# Frecuencia utilizada en PWM en motor de DC



## pepechip (Ene 22, 2009)

¿cual seria la frecuencia ideal para controlar la velocidad de  cualquier motor de DC mediante el sistema PWM?


----------



## DMag00 (Ene 22, 2009)

Eso depende de las especificaciones del fabricante.

Revisa antes el DATA SHEET de tu motor y si es un servomotor deberías encontrar facilmente a que frecuencia del PWM trabaja.


----------



## Ardogan (Ene 23, 2009)

La frecuencia debe ser suficientemente alta para que:


 No provoque ruido audible (si es que a uno le molesta) -> mayor a 15...20 KHz
 No se anule la corriente en el motor (no entre en conducción discontínua). Puede pasar en motores chicos, en los grandes por la gran inductancia propia del motor no es importante. También se puede solucionar agregando inductor en serie con el motor. A bajas velocidades (ciclo de trabajo pequeño) puede ser necesario aumentar la frecuencia de pwm para no entrar en conducción discontinua. En otras palabras, mayores frecuencias de pwm nos permitirán regular velocidades más bajas usando el mismo algoritmo de control, sin que el motor esté arrancando/parando constantemente.

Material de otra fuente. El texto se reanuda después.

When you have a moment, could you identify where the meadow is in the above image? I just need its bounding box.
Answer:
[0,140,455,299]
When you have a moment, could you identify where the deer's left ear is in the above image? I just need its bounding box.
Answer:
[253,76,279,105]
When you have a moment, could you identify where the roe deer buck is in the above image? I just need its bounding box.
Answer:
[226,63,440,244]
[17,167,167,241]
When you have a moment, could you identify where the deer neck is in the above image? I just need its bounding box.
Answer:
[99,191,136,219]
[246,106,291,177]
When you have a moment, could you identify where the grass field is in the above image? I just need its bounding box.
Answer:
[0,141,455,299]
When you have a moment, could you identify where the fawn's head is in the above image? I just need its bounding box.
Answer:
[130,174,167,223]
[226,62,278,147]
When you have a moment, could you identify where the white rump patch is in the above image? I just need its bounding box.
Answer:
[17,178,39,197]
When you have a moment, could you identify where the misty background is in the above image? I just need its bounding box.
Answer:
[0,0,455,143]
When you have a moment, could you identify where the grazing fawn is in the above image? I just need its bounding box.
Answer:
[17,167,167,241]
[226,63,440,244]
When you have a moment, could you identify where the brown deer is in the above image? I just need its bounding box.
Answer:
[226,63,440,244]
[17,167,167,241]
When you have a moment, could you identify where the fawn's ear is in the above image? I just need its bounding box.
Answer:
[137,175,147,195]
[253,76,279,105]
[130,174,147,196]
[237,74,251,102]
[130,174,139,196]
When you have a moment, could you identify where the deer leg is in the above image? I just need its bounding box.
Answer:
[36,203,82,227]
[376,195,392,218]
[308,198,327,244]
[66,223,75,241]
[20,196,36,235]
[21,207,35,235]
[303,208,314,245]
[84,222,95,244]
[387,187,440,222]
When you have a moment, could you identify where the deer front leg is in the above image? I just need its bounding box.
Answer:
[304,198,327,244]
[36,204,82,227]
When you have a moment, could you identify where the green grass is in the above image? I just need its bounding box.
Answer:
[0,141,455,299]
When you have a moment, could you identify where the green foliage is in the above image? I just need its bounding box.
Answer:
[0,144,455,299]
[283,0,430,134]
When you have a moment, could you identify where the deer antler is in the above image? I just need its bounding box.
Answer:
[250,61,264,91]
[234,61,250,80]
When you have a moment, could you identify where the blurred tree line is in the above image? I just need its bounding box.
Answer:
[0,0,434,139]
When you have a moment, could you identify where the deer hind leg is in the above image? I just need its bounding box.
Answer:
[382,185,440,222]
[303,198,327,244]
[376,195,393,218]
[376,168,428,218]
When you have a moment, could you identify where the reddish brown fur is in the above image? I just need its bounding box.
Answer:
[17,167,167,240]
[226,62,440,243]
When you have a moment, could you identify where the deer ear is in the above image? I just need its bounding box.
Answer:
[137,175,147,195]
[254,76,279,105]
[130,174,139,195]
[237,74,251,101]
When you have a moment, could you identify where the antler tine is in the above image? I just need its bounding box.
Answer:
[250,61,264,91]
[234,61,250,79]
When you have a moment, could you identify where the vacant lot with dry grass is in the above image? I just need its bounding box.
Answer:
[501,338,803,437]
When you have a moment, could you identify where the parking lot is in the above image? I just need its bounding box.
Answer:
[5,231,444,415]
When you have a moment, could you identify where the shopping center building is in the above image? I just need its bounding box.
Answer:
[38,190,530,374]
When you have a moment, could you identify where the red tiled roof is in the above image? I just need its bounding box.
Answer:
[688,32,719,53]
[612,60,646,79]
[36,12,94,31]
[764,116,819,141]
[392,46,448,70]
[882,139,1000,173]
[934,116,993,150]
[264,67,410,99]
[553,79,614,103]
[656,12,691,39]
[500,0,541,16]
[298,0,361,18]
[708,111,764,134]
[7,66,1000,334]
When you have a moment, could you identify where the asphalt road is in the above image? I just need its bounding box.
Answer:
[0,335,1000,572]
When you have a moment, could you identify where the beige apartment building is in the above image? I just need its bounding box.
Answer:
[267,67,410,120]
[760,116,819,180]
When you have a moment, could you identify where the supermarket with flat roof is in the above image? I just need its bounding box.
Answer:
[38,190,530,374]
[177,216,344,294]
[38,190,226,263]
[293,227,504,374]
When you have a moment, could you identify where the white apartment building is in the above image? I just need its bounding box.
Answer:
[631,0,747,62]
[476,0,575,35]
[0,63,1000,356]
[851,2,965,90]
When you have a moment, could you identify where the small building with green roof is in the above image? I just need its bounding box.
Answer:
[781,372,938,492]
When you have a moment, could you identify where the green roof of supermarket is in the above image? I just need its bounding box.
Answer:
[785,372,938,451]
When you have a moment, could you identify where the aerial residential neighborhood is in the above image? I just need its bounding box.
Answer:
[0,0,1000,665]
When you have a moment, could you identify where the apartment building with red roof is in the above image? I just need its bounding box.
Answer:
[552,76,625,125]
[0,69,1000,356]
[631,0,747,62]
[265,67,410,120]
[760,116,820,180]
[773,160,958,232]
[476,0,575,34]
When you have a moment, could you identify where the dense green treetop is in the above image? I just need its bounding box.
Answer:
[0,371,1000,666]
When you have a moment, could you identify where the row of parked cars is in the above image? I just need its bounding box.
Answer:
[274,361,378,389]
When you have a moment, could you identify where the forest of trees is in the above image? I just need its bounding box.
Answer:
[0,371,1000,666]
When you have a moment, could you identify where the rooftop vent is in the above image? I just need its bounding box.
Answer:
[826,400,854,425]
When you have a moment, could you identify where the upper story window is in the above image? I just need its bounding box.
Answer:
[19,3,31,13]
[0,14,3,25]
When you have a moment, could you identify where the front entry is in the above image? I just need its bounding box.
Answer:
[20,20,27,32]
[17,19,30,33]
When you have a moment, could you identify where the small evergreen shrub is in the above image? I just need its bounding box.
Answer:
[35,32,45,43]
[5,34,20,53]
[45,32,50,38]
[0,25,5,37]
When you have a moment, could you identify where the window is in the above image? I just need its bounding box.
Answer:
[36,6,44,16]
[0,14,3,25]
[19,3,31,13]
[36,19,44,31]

pero tampoco queremos la frecuencia de pwm muy alta porque:


Se genera más ruido eléctrico en el sistema.
Hay mayores pérdidas de conmutación/menor eficiencia en el elemento de control (puente H, transistor...). Esto suele limitar la frecuencia de operación en los puentes H integrados al orden de los 100 KHz.

Eso es lo que me viene a la mente ahora, puede haber algún otro factor a considerar.
Saludos.


----------



## pepechip (Ene 23, 2009)

Desmonte un taladro a bateria que disponia de un regulador de velocidad y la frecuencia de trabajo es de aproximadamente 4Khz. 
Quiero diseñar un regulador de velocidad con un display indicador de 2 digitos para cualquier motor de CC, y un selector mediante 2 pulsadores o un encoder, y pensaba utilizar 4Khz.
Dicho regulador tambien se podia utilizar para regular la intensidad de un lampara o resistencia calefactora.


----------



## Luis Eduardo Sánchez (Ene 23, 2009)

El rango de 5Khz hasta 15Khz es muy bueno pero ojo si es para trabajo pesado (cargas de torque constante) se recomiendan frecuencias de 5 Khz por dejado pero con el sacrificio del ruido audible.Si vas a usar frecuencias por encima de 10 Khz y tiempos de desaceleracion muy cortos (por debajo de 5 seg) se requiere un sistema de frenado dinamico por resistencia para mitigar la regeneración de voltaje generada por el motor que puede causar daños en la etapa de potencia de tu circuito.

Saludos


----------